I drew a graph on the back of an envelope:

The red line (C) is the amount of money you give over the years, as a cumulative total, so the peak at the end of year seven is the total you have given over all of the years you’ve been in the job.
The blue line (D) shows the value of the collection you can expect to have gathered up for you should you choose to leave at any particular time.
So, my theory goes like this. You start in the job at year zero with very little chance of getting anything more than a few pounds from the people on your immediate team. The longer you stay, though, the more you get yourself known throughout the building, and the more guilty people would feel if they didn’t drop some coins in the communal envelope on your behalf. So, the blue line creeps up as the value of your gift increases.
At the same time, though, the amount of money you have given since starting on the job is creeping up, too.

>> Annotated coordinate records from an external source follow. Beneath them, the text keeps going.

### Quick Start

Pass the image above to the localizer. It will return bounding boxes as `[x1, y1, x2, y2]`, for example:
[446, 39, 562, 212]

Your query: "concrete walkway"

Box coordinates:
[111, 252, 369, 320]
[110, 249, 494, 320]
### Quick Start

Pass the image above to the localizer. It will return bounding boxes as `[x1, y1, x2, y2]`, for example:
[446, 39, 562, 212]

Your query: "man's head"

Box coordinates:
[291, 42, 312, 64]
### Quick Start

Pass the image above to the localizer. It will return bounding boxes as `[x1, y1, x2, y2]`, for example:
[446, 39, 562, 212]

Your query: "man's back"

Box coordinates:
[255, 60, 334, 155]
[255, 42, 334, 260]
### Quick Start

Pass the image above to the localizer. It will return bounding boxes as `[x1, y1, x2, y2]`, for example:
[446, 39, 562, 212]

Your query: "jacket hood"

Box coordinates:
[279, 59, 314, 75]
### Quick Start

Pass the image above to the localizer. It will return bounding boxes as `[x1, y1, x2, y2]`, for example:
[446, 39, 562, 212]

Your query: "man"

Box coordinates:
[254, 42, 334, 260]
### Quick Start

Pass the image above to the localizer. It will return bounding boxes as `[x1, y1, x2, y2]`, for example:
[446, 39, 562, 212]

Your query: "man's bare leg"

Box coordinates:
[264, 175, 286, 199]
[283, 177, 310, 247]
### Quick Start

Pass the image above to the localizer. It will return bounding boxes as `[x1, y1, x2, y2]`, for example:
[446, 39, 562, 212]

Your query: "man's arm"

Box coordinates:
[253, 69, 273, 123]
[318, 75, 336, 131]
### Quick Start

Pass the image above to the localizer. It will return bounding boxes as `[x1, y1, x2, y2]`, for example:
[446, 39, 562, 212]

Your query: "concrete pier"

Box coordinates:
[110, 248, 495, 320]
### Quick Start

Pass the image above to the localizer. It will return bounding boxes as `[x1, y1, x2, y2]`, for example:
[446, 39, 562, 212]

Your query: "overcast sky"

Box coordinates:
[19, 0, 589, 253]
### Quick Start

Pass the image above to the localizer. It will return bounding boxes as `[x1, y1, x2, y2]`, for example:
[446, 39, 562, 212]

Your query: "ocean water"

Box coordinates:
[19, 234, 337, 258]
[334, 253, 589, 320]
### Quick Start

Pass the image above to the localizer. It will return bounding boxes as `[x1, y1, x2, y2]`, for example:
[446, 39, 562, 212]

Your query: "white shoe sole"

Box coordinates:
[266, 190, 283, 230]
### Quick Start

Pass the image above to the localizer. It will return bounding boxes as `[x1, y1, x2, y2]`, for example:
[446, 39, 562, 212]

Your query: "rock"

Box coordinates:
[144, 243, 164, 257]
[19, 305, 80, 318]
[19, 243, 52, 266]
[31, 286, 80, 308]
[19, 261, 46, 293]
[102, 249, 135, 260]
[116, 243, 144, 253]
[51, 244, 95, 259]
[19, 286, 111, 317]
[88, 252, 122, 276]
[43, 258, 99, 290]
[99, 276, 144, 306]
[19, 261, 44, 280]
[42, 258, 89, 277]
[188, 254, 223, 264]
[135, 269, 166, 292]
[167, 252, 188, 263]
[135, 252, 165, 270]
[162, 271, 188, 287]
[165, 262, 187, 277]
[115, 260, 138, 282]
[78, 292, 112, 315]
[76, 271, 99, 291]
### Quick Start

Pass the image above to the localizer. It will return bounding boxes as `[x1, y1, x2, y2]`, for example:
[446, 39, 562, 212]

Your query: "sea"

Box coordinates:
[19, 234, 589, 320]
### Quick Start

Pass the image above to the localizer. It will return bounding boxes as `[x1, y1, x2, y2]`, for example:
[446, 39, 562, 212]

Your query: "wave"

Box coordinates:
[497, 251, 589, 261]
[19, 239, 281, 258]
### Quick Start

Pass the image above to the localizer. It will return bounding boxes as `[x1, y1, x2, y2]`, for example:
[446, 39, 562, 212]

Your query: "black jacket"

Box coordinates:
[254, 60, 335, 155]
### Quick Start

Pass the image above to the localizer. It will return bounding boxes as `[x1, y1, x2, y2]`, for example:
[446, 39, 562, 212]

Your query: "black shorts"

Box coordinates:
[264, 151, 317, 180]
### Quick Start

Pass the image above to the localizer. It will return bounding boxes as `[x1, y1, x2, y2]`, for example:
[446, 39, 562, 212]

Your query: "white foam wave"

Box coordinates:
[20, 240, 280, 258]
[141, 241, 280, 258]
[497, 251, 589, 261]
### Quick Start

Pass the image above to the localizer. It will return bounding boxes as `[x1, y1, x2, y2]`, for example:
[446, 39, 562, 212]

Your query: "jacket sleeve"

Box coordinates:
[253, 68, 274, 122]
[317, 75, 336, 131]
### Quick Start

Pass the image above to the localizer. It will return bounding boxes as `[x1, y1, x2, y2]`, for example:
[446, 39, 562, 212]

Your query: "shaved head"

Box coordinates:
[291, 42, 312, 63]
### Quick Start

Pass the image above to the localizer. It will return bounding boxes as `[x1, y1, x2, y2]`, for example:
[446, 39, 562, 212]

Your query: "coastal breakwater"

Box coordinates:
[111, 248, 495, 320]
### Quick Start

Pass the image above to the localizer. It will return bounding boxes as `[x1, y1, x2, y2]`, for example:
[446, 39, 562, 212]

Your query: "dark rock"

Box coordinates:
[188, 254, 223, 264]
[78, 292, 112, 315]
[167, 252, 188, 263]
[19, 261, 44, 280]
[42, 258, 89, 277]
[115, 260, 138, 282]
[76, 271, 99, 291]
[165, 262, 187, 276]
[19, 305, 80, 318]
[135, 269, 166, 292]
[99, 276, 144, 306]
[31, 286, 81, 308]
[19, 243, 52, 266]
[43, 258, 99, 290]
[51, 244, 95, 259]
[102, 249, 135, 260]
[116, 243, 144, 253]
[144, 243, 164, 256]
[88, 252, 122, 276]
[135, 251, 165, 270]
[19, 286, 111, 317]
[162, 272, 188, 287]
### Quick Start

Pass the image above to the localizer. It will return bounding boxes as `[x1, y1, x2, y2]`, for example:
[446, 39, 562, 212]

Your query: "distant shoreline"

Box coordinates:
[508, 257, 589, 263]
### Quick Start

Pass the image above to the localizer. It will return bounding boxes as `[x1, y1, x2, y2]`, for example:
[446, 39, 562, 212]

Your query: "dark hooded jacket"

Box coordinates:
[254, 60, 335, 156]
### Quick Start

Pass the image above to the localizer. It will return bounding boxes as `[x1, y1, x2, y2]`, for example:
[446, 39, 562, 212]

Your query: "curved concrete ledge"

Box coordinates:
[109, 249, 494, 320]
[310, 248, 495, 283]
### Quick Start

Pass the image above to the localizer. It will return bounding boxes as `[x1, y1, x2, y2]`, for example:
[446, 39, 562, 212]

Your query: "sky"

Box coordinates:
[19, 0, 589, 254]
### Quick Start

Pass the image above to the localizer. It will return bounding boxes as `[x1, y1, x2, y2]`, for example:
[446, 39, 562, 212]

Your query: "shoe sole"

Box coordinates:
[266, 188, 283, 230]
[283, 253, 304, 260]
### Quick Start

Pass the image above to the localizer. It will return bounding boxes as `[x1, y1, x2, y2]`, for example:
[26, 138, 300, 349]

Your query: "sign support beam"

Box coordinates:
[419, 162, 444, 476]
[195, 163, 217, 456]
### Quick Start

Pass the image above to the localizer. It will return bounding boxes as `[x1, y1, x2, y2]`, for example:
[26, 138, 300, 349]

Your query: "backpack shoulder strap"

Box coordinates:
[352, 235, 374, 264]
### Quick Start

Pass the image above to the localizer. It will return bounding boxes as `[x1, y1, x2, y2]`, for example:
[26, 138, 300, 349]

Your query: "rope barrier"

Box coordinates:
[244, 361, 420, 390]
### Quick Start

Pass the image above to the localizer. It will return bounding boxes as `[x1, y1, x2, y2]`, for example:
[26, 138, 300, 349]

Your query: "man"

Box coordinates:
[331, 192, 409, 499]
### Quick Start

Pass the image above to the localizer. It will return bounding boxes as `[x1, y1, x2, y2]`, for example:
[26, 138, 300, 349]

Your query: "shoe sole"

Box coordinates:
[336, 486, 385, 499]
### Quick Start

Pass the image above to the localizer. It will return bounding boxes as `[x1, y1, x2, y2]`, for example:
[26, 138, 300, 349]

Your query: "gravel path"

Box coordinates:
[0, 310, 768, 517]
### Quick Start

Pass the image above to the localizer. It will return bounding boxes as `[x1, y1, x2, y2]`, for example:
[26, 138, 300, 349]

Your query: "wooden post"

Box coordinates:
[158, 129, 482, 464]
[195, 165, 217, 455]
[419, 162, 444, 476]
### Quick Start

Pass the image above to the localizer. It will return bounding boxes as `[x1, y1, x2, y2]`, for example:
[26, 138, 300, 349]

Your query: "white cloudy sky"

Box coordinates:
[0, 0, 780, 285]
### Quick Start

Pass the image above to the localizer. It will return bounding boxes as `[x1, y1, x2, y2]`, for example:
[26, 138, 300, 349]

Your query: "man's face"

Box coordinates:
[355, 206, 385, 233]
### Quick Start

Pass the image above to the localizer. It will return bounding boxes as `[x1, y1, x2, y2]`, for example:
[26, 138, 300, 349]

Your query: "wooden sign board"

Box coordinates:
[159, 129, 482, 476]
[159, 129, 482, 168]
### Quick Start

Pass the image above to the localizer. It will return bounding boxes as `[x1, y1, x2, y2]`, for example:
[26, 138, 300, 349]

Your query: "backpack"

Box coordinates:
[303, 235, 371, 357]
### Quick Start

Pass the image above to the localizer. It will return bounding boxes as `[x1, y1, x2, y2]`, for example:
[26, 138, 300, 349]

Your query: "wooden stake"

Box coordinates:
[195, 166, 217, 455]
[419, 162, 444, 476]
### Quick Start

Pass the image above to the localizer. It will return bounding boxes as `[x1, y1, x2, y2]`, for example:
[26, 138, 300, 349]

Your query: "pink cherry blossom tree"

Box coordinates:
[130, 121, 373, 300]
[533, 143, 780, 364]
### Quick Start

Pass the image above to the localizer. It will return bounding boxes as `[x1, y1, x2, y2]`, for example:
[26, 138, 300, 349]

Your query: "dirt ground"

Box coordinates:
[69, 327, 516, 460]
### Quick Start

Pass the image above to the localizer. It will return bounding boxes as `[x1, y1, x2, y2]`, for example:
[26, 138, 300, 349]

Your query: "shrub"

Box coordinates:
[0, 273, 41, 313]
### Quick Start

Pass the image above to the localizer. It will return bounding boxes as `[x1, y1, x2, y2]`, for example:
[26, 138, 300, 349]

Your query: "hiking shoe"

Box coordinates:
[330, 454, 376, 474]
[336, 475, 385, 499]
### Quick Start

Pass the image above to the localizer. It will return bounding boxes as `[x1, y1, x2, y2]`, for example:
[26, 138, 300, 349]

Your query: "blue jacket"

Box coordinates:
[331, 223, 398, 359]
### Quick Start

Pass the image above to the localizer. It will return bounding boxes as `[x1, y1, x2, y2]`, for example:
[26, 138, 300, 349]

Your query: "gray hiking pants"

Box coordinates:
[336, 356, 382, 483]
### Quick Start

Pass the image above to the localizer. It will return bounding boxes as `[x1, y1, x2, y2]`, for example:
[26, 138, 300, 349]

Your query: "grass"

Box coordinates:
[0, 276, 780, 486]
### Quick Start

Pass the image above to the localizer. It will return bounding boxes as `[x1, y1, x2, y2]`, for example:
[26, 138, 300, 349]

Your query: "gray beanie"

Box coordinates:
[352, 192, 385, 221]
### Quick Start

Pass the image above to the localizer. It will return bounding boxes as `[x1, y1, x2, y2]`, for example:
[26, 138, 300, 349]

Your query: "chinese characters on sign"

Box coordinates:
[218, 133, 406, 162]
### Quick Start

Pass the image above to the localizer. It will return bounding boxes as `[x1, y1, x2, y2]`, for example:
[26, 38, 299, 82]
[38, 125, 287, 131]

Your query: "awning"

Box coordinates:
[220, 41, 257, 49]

Now, let’s imagine the company hits some financial hard times in years two and three and lays people off. You’ll end up contributing to more people than ever before, and your red line shoots up. The blue line drops, though, as the number of people left there to contribute to your own gift diminishes. At this point, you’ll probably find the red and blue lines reach equilibrium (green line B) where the amount of money you have given outnumbers the amount you’re ever likely to get back in the value of your leaving gift. From this point on, you have to get out as quick as you can, as everything that follows has you in deficit, regardless of how many people are re-hired.
Of course, you should have left at year two, where green line A intersects the red and blue lines with the greatest difference. At this point you were the most in credit to the company, and so the difference between the value of your leaving gift, and the amount of money you have contributed to other people’s envelopes is the greatest.
The trick, then, is to know how to spot point A - the tipping point - where the lines begin to converge and you head for equilibrium.
That, or find yourself a job where you’re happy to pay this loyalty tax for time immemorial.